Your question, "I have a agent who says the asking price is the best the seller will accept isn't this crazy? I think offering less is always a great start to go the best deal?"
Everything is negotiable. Buyers are finding that the asking prices vs. the selling prices are still pretty flexible. Sellers are discovering that no offers means they are asking too much. So your agent could be wrong, or depending on the property absolutely right.
It all comes down to motivation. If the seller wants to sell--I mean really WANTS to sell, the price will fall like Autumn leaves until a buyer is found. If the seller is willing to sell, but is stuck on HAVING to get a certain amount, the price will sit a little too high forever. Sometimes a seller is faced with a certain foreclosure, and while the house is offered for sale, he cannot accept an amount under a certain level--without permission from his bank (here we are on the verge of a short sale). If your agent knows that to be the case, then only the sellers bank could accept an offer lower than that specific asking price.
There were a few replies to your question that I would also like to address. Realtors work either for the buyer or the seller, or in some cases (as a transactional agent) they are just making a legal deal. If you have a "Buyer Agent" then that person is working for you. This is usually free and the best arrangement for you. Your agent can and should help you with your offer, and ought to give you a broker opinion on the appropriate price to pay, and how to "craft" the offer so you will get the most return on your dollar.
Is offering less the best way to get the best deal? Not necessarily. First of all you need to be sure the property is right for you and your family--I am assuming you are looking for a principle residence here, not an investment. Then you should determine that if the house will work for you, and the neighborhood will work for you, and the schools will work, and the commute to work is not too long--well then this is the right house.
Having determined that, and your own level of commitment to the house, think if you are at all average. If you are, others like you will likely be looking for a similar house.

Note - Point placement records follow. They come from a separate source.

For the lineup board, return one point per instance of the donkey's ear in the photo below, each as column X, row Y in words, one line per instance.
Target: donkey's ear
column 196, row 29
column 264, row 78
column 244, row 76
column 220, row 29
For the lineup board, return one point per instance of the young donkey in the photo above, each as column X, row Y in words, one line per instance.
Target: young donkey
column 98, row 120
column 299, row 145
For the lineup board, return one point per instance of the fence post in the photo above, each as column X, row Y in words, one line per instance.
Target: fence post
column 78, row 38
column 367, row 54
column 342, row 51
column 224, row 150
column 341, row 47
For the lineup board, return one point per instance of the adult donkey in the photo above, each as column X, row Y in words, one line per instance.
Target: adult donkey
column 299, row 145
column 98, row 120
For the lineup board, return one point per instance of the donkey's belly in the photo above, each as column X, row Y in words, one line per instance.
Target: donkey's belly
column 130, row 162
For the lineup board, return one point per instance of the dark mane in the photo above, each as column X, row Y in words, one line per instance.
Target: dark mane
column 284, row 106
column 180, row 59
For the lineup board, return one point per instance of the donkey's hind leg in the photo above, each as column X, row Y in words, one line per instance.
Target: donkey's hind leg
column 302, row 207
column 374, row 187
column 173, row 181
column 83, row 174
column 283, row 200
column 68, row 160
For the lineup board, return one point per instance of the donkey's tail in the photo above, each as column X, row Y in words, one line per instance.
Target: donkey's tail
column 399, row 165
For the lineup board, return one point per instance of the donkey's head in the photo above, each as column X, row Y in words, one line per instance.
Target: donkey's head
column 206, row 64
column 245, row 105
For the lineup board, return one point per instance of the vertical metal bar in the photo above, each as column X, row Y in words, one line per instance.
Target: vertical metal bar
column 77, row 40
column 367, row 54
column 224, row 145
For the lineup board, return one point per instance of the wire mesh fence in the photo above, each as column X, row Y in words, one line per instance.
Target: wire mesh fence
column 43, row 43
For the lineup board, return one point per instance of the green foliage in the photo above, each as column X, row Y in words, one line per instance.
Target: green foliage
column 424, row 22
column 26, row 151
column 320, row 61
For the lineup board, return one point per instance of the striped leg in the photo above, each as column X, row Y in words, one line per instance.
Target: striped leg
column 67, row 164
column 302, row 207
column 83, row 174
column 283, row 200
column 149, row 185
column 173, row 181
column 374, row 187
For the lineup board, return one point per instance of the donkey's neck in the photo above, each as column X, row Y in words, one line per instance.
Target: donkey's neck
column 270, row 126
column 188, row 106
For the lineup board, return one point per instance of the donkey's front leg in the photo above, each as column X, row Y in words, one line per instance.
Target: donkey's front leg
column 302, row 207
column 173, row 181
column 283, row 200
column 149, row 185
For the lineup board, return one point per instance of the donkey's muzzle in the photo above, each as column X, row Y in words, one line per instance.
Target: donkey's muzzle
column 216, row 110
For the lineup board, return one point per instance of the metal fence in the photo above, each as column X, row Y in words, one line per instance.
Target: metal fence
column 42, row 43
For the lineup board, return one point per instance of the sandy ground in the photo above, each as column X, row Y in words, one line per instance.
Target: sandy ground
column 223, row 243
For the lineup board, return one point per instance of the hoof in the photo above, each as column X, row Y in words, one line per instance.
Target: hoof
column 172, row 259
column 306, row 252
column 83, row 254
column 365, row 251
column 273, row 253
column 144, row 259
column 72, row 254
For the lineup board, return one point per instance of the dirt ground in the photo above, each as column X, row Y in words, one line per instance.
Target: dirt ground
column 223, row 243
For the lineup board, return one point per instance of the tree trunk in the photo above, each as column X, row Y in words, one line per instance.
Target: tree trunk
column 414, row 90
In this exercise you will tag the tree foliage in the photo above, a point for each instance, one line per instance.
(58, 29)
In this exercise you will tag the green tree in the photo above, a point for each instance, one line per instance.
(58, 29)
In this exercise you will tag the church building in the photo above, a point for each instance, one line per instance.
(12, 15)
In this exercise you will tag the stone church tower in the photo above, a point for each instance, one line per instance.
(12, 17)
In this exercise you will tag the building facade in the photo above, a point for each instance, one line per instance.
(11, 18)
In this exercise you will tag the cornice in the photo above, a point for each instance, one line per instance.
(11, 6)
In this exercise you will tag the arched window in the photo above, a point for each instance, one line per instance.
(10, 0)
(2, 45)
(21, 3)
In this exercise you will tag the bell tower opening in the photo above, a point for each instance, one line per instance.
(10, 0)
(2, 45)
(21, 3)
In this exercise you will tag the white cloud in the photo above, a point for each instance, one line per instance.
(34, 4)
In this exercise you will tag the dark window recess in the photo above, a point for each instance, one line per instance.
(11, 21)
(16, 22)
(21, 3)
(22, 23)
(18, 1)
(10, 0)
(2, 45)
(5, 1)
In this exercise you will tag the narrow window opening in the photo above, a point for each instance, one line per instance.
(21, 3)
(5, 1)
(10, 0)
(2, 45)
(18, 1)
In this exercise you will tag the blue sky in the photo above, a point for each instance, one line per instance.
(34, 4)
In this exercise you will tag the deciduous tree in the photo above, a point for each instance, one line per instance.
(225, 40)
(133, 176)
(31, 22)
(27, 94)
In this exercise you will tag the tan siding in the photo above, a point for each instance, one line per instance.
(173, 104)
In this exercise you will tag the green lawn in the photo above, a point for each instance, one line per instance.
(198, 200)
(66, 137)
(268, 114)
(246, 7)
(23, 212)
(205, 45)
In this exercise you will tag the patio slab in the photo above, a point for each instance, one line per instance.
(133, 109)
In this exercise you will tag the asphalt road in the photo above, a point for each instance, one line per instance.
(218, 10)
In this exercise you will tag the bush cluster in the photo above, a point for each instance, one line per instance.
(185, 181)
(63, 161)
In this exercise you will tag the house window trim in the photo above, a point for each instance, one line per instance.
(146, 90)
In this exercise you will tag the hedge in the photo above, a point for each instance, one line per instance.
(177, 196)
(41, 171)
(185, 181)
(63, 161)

So your offer should be the lowest FAIR price, but also you should think about how you can sweeten your offer. If you offer low and are prequalified, then maybe you would say the home inspection will not be used for negotiation, only for your information. Maybe you would offer to close immediately. Maybe (if the house is full of stuff and the seller is the family) you'd accept the house with any personal property they choose to leave behind--meaning you would take care of throwing away stuff they left behind, and will handle the cleaning as well. The sweeter you can make the deal for the seller, the lower the price they will accept.
And finally, with regard to the reply regarding being an authority on property values--in this real estate market, where prices move everyday, you'll do best to choose a full time agent. Many agents are not selling enough to support their families and have gone to other jobs, but kept their licenses active. If you want a strong negotiator, find or stay with a full time Realtor.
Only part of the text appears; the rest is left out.